Powstanie muzeum dla ofiar pogromu kieleckiego? Kontrowersyjne postacie wchodzą w skład komitetu honorowego. Wśród nich znalazła się Barbara Engelking
Środowiska żydowskie i antypolskie planują powołanie w Kielcach nowego muzeum Żydów. O jego charakterze mają decydować ludzie jawnie stojący po anty-polskiej racji stanu.
- W Kielcach ma powstać muzeum dla żydów upamiętniające ofiary tzw. pogromu kieleckiego.
- Organizatorzy tego przedsięwzięcia jasno zadeklarowali, że chcą z perspektywy Żydów, nauczyć Polaków historii o tym wydarzeniu.
- W skład komitetu honorowego odpowiedzialnego za kierunek tej instytucji wejdą bardzo kontrowersyjne osoby.
- Zobacz także: 77 rocznica Pogromu Kieleckiego, zbrodni komunistów na Żydach, o którą fałszywie oskarżani są Polacy
Muzeum Żydów ma być nie tylko typową instytucją z eksponatami do zwiedzania. Jak stwierdził Bogdan Białek, przewodniczący komitetu honorowego oraz komitetu organizacyjnego dla powstania Muzeum Historii i Dziedzictwa Żydów Kieleckich postawili oni sobie za cel edukowanie Polaków.
Postawiliśmy sobie ważne cele wychowawcze i dydaktyczne, nie tylko młodych ludzi, ale również starszych. Chcemy pokazać perspektywę humanistyczną. Każdy człowiek jest tak samo ważny, bez względu na to skąd pochodzi, jaką wyznaje religię, ma poglądy czy kolor skóry.

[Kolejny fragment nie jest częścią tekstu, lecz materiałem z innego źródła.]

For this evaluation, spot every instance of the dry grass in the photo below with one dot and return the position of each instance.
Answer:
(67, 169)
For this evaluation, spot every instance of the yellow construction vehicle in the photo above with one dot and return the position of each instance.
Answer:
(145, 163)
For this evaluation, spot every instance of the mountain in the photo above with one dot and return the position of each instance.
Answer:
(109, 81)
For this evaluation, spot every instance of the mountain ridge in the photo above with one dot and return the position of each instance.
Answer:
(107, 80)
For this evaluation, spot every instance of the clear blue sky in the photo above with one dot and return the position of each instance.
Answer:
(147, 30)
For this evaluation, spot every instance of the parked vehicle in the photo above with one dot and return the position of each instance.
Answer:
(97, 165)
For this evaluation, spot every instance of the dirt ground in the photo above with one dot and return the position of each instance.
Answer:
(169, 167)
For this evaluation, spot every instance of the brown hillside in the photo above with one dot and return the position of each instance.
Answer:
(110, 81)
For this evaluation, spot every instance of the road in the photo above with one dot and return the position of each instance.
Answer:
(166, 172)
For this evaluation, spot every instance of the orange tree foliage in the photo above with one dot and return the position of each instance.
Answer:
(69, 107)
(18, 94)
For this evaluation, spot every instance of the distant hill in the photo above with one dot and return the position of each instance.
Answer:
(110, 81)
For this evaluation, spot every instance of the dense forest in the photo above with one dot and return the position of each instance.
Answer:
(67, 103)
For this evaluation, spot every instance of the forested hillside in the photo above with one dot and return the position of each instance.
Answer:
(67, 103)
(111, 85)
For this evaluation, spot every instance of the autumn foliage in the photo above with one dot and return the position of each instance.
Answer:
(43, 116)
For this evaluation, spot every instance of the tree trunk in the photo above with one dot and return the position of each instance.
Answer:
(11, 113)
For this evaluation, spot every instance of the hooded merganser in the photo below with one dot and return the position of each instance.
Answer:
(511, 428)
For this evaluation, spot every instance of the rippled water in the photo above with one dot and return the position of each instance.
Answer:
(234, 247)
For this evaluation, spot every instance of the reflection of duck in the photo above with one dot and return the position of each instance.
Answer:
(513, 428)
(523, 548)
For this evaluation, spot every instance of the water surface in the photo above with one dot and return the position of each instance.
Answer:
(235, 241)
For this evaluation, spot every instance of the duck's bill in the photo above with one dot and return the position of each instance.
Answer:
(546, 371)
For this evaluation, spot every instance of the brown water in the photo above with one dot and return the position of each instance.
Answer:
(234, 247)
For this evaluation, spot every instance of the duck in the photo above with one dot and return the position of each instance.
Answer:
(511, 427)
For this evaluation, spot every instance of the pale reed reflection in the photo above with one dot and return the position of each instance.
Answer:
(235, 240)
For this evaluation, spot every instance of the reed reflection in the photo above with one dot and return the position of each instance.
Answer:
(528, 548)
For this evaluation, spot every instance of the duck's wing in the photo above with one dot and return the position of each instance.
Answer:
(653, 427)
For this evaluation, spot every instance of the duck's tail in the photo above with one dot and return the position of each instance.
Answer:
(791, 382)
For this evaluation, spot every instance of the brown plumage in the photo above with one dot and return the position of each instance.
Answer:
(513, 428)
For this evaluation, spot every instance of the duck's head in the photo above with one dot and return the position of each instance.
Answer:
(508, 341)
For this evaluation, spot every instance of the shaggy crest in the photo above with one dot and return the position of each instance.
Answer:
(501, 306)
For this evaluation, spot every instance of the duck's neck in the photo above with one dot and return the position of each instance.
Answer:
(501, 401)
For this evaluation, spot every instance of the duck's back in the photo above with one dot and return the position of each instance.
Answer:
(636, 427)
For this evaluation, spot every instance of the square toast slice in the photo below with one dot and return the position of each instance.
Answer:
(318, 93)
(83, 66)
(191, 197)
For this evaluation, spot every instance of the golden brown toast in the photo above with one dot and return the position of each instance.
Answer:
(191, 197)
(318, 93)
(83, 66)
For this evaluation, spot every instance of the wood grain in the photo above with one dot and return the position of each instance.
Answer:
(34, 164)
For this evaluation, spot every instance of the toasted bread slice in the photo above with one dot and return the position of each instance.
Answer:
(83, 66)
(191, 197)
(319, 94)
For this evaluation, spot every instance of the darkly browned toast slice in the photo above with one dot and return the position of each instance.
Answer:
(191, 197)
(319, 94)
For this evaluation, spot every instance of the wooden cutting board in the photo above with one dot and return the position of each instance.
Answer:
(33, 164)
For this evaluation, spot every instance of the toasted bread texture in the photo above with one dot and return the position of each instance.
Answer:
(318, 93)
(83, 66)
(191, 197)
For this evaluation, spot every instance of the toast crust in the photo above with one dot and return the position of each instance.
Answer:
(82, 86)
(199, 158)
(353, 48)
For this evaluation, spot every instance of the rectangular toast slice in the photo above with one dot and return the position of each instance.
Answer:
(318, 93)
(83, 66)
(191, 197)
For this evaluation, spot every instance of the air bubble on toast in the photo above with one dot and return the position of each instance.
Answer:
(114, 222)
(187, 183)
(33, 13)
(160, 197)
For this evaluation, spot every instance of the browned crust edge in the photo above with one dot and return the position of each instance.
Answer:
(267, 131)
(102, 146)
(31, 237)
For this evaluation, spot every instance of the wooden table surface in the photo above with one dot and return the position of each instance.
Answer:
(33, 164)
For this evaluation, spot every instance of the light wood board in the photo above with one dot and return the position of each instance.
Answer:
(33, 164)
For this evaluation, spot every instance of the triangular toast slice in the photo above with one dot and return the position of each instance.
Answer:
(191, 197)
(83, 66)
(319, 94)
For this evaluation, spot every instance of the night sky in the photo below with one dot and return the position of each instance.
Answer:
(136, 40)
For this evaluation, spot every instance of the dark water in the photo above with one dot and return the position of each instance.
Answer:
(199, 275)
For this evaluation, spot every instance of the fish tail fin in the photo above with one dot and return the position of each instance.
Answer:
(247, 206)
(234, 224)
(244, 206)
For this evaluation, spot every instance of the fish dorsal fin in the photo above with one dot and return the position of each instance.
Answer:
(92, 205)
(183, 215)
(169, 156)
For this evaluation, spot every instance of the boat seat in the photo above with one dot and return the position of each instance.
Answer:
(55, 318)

Naszym celem jest osłabiać rasistowskie i ksenofobiczne poglądy - stwierdził Bogdan Białek.
W dalszej części swej wypowiedzi, Bogdan Białek ujawnił, że placówka ma prowadzić własne badania naukowe nad historią kieleckich Żydów. W skład komitetu honorowego muzeum weszli między innymi profesor Barbara Engelking, prof. Dariusz Stola, profesor Joanna Tokarska-Bakir oraz profesor Bożena Szaynok.
Wszyscy są wybitnymi ekspertami zajmującymi się historią Żydów - dodał Białek.
Czytaj więcej: 413. rocznica jednego z największych triumfów w polskiej historii. Zwycięstwo Żółkiewskiego pod Kłuszynem
Muzeum dla Żydów z pogromu kieleckiego
W artykule "echodnia.eu" podano, że koncepcja muzeum zakłada, że znajdzie ono swoją siedzibę w budynku przy Planty 7, w którym w 1946 roku doszło do prowokacji.
Chcemy uzyskać odpowiednią ekspertyzę, czy w ten budynek jest sens dalej inwestować - przyznał Białek.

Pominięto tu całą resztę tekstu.